China: Mann und Frau
Manche Partnerschaften halten bei den Muoso bis ins hohe Alter hinein.

Heirat als Horrorgeschichte

Für immer an einen Menschen gebunden sein? Da läuft es den Kindern der Mosuo eiskalt den Rücken herunter. Sie lassen sich von “normalen” Ehen als Horrorstorys vor dem Einschlafen berichten. Jeder kennt und liebt die Freiheiten, die mit dem Lebensstil  des Mosuo-Stammes einhergehen.

Väter gibt es nicht

Natürlich haben auch die Kinder der Mosuo leibliche Väter – nur kennen sie sie nicht. Eine Frau kann nie genau wissen, von welchem Mosuo-Mann sie geschwängert wurde. Das ist aber kein Problem, da die Kinder ohnehin bei ihr und ihrer Familie aufwachsen. 

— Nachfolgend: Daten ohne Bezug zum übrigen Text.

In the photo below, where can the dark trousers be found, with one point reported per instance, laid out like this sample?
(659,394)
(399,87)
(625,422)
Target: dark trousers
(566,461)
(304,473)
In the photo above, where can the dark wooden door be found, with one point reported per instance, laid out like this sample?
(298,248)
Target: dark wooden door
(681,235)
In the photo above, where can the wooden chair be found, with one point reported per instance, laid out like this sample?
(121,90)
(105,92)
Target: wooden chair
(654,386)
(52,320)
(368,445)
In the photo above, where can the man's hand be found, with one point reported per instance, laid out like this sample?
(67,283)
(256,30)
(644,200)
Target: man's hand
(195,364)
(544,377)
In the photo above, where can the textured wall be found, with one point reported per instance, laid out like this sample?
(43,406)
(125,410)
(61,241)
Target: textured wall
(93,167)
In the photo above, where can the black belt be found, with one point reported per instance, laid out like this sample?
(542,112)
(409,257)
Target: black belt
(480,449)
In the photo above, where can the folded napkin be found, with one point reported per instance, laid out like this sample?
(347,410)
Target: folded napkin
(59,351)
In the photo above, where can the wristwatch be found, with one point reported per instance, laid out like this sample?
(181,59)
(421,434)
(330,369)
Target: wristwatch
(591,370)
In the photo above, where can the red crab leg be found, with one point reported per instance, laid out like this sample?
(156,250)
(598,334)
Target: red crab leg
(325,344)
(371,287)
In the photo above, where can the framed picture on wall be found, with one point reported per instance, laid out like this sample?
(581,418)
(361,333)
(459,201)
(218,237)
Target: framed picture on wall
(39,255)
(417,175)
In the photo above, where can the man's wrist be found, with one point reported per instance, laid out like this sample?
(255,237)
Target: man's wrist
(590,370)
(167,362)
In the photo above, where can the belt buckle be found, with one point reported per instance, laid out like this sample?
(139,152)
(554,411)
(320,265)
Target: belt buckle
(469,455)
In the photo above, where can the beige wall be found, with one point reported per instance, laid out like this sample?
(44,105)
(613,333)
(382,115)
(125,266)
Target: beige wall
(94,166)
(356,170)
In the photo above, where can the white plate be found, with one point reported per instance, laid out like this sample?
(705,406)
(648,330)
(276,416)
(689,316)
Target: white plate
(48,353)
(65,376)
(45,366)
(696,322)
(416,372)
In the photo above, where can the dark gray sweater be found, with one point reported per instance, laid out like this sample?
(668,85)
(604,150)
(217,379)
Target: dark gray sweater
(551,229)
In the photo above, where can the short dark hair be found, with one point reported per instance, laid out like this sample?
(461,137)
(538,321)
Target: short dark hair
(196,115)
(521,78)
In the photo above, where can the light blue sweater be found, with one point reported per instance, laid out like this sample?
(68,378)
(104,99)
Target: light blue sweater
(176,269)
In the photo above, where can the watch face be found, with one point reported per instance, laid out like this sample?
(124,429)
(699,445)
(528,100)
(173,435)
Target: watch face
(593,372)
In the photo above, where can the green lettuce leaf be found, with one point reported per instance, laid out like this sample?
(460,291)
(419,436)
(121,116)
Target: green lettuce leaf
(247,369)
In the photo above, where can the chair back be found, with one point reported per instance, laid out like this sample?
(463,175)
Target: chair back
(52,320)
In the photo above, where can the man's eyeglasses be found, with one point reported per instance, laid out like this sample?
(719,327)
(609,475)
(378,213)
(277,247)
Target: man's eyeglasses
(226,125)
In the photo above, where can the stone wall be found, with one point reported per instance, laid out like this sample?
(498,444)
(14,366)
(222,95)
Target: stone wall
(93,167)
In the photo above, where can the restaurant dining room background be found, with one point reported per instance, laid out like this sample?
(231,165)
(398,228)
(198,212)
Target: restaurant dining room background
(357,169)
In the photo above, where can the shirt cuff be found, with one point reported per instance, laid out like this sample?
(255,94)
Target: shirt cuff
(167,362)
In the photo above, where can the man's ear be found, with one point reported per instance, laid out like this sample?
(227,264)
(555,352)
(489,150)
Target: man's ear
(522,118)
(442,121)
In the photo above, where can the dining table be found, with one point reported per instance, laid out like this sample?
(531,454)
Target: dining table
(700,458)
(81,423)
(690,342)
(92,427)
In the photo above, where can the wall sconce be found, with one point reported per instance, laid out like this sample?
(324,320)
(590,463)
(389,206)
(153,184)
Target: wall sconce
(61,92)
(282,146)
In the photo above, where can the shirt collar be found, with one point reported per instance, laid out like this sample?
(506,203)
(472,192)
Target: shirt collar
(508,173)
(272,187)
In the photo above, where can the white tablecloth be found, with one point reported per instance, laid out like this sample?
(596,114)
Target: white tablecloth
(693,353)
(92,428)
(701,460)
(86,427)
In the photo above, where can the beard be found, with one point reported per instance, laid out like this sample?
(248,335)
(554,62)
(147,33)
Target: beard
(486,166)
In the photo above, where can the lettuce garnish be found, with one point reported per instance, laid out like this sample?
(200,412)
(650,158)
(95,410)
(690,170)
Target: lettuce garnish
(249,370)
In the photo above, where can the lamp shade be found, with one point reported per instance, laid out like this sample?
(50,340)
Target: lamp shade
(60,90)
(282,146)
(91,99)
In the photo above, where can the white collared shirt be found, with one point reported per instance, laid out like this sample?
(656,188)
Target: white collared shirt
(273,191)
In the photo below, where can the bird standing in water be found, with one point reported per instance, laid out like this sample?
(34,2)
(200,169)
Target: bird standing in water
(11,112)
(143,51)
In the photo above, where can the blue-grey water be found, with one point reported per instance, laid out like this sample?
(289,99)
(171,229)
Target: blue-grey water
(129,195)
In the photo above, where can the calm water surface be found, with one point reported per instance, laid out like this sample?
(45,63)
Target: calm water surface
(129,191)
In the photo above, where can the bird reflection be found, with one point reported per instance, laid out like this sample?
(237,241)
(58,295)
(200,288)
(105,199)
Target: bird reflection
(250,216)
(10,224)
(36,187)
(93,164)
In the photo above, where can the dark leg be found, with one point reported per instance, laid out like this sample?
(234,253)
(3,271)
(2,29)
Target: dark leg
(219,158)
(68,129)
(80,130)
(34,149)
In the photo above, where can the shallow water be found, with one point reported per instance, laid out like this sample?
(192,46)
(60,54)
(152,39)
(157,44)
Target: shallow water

Klar, dass Kinder automatisch den Namen der Mutter annehmen. Gemeinsam wohnen sie ein Leben lang zusammen bei der eigenen Familie. Oma, Tanten, Onkel und alle Kinder teilen sich die Häuser.


Frau mit Blumen im Haar
Ob das Matriarchat die bessere Gesellschaftsform ist, muss jeder selbst entscheiden.

Ist ein Matriarchat das Paradies für Frauen?

Das kommt ganz darauf an, wie man sich das Paradies vorstellt. Ein Matriarchat besteht dann, wenn die Frau mehr Entscheidungsgewalten über die eigene Gesellschaft oder Gruppe hat als der Mann. Mit diesem Privileg geht aber auch eine große Verantwortung einher. Paradies ist somit das falsche Wort – es ist einfach anders.

Fazit – Das Paradies gibt es nicht

Matriarchalische Gesellschaften hat es schon vor Tausenden von Jahren über den Globus verteilt gegeben. Das Konzept der starken Frauen ist also nichts Neues. Das macht es weniger erstaunlich, dass wir so viel über Familiensinn, sexuelle Freiheiten und Gruppenorganisation von Stämmen wie den Mosuo lernen können.

Trotzdem sollte keiner vorschnell urteilen. Ein Matriarchat ist nicht automatisch besser als ein Patriarchat oder ein beliebiger anderer Gesellschaftstyp. Lernen können wir von allen und Fehler finden sich bei jedem.